Briefings in Bioinformatics
|May 26, 2023
Summary
A new computational method, IEPAPI, improves the prediction of T-cell immune responses by integrating antigen presentation and immunogenicity. This advancement enhances the identification of cancer neoantigens for T-cell vaccine development.
Area of Science:
- Computational immunology
- Bioinformatics
- Cancer immunotherapy
Background:
- CD8+ T cells recognize peptides presented by HLA-I molecules, crucial for cancer immunotherapy.
- Existing prediction methods for HLA-I binding and antigen presentation lack precision due to unaddressed T-cell receptor recognition.

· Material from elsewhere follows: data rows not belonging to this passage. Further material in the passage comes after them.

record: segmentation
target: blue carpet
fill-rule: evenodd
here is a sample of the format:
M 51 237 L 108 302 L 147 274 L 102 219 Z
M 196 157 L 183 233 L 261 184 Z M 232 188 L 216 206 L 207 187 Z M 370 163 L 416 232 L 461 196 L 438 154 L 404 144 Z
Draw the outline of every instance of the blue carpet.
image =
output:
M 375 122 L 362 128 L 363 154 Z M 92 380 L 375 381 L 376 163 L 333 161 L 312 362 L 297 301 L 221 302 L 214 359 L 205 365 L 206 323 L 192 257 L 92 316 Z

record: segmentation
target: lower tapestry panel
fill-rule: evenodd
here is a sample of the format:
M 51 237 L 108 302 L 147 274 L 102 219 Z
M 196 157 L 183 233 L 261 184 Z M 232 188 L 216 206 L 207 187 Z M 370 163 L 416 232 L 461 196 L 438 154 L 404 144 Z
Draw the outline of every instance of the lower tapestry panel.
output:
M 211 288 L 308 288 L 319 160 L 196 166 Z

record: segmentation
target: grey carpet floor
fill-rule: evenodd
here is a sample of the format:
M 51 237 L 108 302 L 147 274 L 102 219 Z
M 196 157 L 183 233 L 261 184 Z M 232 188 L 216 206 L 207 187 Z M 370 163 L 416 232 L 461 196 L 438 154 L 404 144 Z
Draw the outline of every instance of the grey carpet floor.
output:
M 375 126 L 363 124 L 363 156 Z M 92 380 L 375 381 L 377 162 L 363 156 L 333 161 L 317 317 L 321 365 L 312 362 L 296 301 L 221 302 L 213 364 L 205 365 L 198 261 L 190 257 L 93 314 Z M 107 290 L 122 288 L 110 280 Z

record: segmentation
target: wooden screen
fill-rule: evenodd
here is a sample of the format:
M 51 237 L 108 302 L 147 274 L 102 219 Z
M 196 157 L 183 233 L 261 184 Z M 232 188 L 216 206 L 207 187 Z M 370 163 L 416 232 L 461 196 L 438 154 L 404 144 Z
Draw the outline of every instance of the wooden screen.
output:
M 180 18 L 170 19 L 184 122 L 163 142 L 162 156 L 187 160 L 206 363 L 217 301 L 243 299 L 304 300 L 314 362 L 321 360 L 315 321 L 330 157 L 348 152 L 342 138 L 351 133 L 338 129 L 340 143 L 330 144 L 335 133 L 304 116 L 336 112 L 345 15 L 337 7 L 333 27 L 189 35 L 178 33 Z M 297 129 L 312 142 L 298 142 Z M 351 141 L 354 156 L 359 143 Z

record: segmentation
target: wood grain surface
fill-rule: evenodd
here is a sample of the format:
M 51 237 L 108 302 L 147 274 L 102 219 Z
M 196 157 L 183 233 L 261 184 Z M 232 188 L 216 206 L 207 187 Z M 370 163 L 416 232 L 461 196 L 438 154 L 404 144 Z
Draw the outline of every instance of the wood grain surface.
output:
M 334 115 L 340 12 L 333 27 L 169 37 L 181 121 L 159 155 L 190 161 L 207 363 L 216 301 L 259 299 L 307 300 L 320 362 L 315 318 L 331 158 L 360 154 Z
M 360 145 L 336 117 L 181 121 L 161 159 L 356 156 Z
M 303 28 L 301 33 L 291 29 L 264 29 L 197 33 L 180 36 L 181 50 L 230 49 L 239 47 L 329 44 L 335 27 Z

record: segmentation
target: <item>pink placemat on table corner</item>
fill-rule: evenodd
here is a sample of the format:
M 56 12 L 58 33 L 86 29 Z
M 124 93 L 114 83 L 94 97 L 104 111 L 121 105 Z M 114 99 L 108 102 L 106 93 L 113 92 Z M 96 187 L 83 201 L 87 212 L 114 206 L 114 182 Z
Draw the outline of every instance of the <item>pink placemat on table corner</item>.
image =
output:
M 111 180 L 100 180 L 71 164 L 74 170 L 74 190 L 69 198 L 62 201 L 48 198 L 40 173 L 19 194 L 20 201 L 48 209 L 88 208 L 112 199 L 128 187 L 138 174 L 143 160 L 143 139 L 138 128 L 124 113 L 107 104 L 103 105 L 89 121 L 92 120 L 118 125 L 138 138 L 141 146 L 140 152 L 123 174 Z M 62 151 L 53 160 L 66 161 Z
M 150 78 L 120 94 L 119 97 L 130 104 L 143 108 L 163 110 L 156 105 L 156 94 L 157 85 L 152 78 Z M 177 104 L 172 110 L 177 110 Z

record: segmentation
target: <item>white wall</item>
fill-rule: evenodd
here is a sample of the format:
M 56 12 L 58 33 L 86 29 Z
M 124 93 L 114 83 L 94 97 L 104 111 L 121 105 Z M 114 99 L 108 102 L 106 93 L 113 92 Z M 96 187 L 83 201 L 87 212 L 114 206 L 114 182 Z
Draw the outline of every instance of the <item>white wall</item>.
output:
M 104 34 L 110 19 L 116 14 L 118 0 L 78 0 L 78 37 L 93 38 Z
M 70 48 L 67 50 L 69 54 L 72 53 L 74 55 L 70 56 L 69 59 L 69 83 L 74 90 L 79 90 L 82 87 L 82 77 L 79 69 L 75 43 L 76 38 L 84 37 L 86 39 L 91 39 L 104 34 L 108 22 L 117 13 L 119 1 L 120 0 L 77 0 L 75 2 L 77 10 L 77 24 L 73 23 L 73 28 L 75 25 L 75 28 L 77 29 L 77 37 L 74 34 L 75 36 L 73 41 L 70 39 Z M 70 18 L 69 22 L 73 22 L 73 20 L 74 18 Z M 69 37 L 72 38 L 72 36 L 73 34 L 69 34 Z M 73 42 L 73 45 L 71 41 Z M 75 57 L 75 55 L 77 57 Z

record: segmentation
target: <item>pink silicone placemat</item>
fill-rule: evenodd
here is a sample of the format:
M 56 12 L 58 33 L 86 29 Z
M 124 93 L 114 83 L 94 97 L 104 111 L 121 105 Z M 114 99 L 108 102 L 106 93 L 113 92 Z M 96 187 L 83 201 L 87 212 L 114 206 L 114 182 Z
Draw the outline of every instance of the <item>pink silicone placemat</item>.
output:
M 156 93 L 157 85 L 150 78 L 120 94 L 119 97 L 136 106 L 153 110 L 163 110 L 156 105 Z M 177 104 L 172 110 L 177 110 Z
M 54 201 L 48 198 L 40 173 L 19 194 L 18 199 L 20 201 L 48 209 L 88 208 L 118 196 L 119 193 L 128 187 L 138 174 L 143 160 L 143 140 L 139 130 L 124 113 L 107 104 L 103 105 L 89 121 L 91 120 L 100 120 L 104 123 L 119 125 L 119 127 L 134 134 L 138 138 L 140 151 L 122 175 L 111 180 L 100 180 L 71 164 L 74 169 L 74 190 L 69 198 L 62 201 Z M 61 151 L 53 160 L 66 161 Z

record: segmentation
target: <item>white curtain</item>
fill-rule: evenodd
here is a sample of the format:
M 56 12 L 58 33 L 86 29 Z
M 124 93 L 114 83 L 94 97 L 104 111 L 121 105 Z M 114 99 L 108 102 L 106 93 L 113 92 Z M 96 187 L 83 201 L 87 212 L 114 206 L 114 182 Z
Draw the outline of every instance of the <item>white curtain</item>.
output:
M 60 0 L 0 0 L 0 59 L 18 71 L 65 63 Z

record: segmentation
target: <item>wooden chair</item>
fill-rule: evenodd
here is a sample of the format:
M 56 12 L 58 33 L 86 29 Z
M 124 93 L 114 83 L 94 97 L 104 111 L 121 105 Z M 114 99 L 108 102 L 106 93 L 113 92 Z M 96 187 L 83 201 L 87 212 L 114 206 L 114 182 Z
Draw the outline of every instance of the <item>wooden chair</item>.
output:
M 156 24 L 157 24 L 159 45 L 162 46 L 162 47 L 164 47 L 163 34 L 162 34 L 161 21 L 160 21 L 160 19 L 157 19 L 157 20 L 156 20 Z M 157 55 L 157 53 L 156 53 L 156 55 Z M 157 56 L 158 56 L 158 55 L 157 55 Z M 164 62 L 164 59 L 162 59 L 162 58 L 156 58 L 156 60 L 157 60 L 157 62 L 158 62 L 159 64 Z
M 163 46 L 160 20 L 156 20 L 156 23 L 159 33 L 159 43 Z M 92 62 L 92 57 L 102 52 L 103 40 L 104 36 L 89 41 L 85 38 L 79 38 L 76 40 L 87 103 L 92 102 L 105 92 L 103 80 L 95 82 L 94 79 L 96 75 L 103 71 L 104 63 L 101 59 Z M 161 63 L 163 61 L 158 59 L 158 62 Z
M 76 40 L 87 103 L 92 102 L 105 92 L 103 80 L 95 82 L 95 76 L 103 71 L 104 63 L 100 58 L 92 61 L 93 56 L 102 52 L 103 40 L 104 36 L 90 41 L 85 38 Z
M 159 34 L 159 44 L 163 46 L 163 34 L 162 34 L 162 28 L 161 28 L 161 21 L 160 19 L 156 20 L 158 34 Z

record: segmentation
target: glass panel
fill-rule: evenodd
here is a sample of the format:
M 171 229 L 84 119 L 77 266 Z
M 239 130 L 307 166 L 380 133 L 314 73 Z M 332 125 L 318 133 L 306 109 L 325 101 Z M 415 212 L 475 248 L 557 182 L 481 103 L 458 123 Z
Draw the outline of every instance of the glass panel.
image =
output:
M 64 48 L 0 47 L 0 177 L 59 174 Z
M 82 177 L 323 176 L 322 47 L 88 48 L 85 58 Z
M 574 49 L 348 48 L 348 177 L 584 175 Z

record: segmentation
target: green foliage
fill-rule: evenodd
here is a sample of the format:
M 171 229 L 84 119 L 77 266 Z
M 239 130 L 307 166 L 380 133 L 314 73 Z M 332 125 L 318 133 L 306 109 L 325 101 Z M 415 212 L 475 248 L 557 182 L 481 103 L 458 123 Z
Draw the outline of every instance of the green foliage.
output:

- Direct modeling of T-cell immune responses is limited by the underexplored mechanisms of T-cell receptor recognition.
Purpose of the Study:
- To develop a novel computational method, IEPAPI, for predicting immune epitopes by integrating antigen presentation and immunogenicity.
- To enhance the accuracy of neoantigen screening for T-cell vaccine design.
Main Methods:
- IEPAPI utilizes a transformer-based feature extraction block for peptide and HLA-I protein representations.
- It integrates antigen presentation prediction into the immunogenicity prediction branch to model biological process connections.
- The method simulates the interplay between antigen presentation and T-cell receptor recognition.
Main Results:
- IEPAPI outperformed NetMHCpan4.1 and mhcflurry2.0 on 100% and 76% of HLA subtypes in antigen presentation prediction, respectively.
- IEPAPI demonstrated superior precision on two independent neoantigen datasets compared to existing approaches.
- The method effectively incorporates antigen presentation and immunogenicity for improved epitope prediction.
Conclusions:
- IEPAPI offers a significant advancement in predicting T-cell immune responses and identifying cancer neoantigens.
- The method provides a vital tool for the design of effective T-cell vaccines.
- Integrating antigen presentation and immunogenicity prediction enhances the accuracy of epitope discovery.